For acetic acid decomposition, 0.05 g of the photocatalyst was suspended in 5 cm³ of 5 vol% aqueous acetic acid solution. The 30 cm³ testing tube with as prepared suspension was sealed with a rubber septum and irradiated for 60 min using 400 W mercury lamp (Hamamatsu Photonics, Hamamatsu, Japan) under continuous stirring and temperature control. Every 20 min, liberated CO₂ in a gas phase was estimated chromatographically using a Shimadzu GC-8A Chromatograph (Shimadzu Corporation, Kyoto, Japan) equipped with thermal conductivity detector (TCD) and Porapak Q column (Agilent Technologies, Santa Clara, CA, USA).

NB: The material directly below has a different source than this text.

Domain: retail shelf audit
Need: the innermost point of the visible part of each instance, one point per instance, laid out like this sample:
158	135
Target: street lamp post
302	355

For methanol dehydrogenation, 0.05 g of the photocatalyst was suspended in 5 cm³ in methanol-water solution (volume ratio 50:50). The obtained suspension was first purged with argon for oxygen removal. The testing tube was sealed with a rubber septum, and irradiated for 60 min using mercury lamp (same reaction system as that used for acetic acid decomposition). Generated hydrogen was determined every 15 min using a Shimadzu GC-8A Chromatograph with TCD detector and MS-5A column (Agilent Technologies).

Declaration of Competing Interest

The authors declare that they have no known competing financial interests or personal relationships which have, or could be perceived to have, influenced the work reported in this article.